Sizlere daha da fazlasından bahsetmek isterdim ancak bu verimli geçen bir saatin ardından siyasiler, vazifelerinin gerektirdiği üzere ne yazık ki bizimle daha uzun süre kalamayıp veda etmek zorunda kaldılar. Seminer burada bitmedi elbette, bize bilgi ve yorumlarını aktarmak üzere Finlandiya’dan panelistler ve üniversitemizin Siyaset Bilimi ve Kamu Yönetimi bölümünden Hatice Pınar Bilgin ve Çerağ Esra Çuhadar hocalarımız sözü devraldı. Finlandiya-Türkiye ilişkileri, barış ve uzlaşma, mültecilik, appartheid gibi kavramların tartışıldığı panel formatında Güney Afrika ve Gazze meselelerine de değinildi.
Bu, tam anlamıyla dolu dolu geçen bir iki saati benim için.
Program sona erdiğinde ise konukları, kanımca hemen hemen tüm profesyonel konferanslarda olduğu gibi, çok hoş bir resepsiyon bekliyordu. Kalabalığın arasında az önce bahsettiğim dersimden tanıdık simaları ayırt edince çabukça yanlarına gittim, semineri değerlendirdiğimiz ve benim de oldukça keyif aldığım bir sohbete daldık. İki hukuk dersimi ekmemin rahatsızlığı – ki aslında hiç huyum değildir, lütfen inanın – bu seminerin bana olan katkısıyla gitgide solup gitmişti bu esnada.
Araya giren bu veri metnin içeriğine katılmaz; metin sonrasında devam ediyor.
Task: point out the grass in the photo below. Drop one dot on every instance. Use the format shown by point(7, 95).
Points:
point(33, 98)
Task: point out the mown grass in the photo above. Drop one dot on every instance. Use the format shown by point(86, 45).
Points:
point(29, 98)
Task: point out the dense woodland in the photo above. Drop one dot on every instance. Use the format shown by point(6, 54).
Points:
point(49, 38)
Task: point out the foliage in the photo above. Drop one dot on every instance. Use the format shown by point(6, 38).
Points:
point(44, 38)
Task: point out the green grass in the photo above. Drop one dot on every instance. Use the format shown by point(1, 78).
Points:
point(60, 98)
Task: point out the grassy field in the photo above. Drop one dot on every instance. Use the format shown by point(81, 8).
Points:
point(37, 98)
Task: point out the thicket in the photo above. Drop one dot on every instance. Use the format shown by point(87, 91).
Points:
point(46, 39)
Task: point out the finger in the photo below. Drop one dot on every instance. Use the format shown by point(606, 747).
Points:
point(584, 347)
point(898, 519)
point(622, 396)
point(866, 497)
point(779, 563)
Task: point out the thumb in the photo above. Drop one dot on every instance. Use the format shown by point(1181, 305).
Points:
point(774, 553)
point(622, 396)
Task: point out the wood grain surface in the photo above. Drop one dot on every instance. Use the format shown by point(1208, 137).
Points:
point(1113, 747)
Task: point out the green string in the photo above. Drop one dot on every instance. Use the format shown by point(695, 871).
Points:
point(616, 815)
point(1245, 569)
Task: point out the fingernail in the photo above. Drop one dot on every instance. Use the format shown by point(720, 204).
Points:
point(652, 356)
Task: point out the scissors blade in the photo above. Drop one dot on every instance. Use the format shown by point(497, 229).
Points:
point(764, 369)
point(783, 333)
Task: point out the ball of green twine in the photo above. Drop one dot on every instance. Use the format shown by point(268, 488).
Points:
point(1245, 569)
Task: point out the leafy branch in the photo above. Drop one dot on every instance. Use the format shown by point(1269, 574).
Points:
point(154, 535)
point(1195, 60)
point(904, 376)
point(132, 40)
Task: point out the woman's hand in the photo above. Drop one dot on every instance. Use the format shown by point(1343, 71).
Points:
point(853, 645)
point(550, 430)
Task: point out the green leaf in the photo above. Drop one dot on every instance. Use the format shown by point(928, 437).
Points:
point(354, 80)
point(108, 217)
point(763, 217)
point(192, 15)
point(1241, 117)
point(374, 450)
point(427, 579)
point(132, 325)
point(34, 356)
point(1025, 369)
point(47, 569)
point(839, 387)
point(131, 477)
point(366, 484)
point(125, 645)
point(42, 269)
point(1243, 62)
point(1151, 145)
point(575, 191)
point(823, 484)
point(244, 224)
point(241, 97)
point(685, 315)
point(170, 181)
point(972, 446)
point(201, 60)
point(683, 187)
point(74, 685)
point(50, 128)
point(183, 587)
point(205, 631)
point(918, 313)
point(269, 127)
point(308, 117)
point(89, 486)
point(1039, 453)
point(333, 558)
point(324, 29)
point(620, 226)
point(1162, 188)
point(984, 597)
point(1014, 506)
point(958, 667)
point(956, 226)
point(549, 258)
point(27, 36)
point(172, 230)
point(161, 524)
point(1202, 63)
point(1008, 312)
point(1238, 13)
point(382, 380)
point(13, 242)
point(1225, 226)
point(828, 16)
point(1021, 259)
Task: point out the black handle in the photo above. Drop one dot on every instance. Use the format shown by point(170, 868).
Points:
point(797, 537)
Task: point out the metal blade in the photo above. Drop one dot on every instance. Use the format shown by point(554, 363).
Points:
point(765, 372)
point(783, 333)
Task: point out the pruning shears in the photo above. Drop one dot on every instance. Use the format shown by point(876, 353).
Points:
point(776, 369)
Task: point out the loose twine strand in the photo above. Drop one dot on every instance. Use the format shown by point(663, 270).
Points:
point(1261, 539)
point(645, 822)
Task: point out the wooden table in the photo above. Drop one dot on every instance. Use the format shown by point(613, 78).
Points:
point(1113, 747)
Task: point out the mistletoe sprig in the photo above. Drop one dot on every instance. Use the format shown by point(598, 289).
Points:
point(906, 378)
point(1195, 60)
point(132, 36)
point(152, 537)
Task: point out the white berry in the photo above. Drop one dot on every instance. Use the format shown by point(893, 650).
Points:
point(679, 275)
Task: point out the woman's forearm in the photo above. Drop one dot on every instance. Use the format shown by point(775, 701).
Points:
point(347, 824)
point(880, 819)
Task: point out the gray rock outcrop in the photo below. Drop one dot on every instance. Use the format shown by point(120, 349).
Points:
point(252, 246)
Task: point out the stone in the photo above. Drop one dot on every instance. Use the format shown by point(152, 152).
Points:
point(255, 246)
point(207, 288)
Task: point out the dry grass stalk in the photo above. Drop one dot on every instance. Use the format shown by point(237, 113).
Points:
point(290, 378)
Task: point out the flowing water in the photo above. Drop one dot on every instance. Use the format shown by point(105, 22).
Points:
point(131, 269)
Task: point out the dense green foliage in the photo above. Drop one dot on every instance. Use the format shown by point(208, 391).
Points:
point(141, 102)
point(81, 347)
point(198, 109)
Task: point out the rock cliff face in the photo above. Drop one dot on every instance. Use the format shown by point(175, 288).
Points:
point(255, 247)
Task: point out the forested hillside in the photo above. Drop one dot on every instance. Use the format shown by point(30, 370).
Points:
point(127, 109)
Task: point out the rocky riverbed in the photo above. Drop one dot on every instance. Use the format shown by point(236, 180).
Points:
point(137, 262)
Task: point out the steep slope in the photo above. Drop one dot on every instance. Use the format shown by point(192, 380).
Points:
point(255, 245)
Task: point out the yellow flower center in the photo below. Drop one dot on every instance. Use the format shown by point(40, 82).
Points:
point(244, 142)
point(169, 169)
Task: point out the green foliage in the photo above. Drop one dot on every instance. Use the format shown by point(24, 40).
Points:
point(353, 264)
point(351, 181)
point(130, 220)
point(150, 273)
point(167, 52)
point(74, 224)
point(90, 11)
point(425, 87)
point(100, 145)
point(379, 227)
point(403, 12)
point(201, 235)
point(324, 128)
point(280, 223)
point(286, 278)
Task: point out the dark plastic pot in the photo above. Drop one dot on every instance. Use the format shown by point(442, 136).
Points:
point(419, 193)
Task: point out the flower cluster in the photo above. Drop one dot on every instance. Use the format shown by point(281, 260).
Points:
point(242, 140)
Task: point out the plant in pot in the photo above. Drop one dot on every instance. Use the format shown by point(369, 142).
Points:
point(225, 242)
O günden beri sizlere bu tecrübemi aktarmak için de oldukça heyecanlıydım. Sabah saatlerinde düzenlendiğinden ötürü sanıyorum ki bir kısmınızın aramıza katılamamış olması doğaldır fakat ben zaten sizler için can kulağıyla en ince ayrıntısına kadar dinledim programı. Dilerim ki tatmin edici bulursunuz bu anektodu!
Sonlandırmadan hemen evvel, bundan bir hafta öncesinde Stubb, Valtonen ve Fidan’ın New York’ta Birleşmiş Milletler Genel Kurulu’nda uluslararası siyaset için önemli çalışmalar yaptıklarını da söylemem gerekir. Bize yoğun programlarına rağmen vakit ayırdıkları için de çok minnettarız. Beyaz Zambaklar Ülkesi’nin önemli isimlerini ağırlamak ve bu kıymetli sözlerine kulak vermek, Bilkent ailesi olarak hepimiz için kıvanç ve övünç kaynağıydı.
Tüm insanlık için huzur, barış ve dayanışma dilemek; her birimizin ortak hakkı. Düşünüldüğü zaman, tarihin bizlere verdiği büyük insanlar; bizim için en güzel idollerdir de aynı zamanda. Martti Ahtisaari’nin siyasi mirası yalnızca Finlandiya için değil, tüm devletler ve siyasiler için ilham niteliğinde bir iyimserlik, gerçekçilik ve kararlılık içeriyor. Unutmamak gerekir: Barış da savaş gibi insan elinde çıkmadır, bu yüzdendir ki çıkarılan sorunları da çözecek olan en nihayetinde bizleriz.
Yazımı, izninizle, büyük bir adam tarafından bizim topraklarımızda söylenmiş bir söze atıfta bulunarak noktalamak isterim.
Barış, evde başlar; dışarıdan size sunulmaz. Bu yüzdendir ki önce “yurtta”, sonra “cihanda sulh”.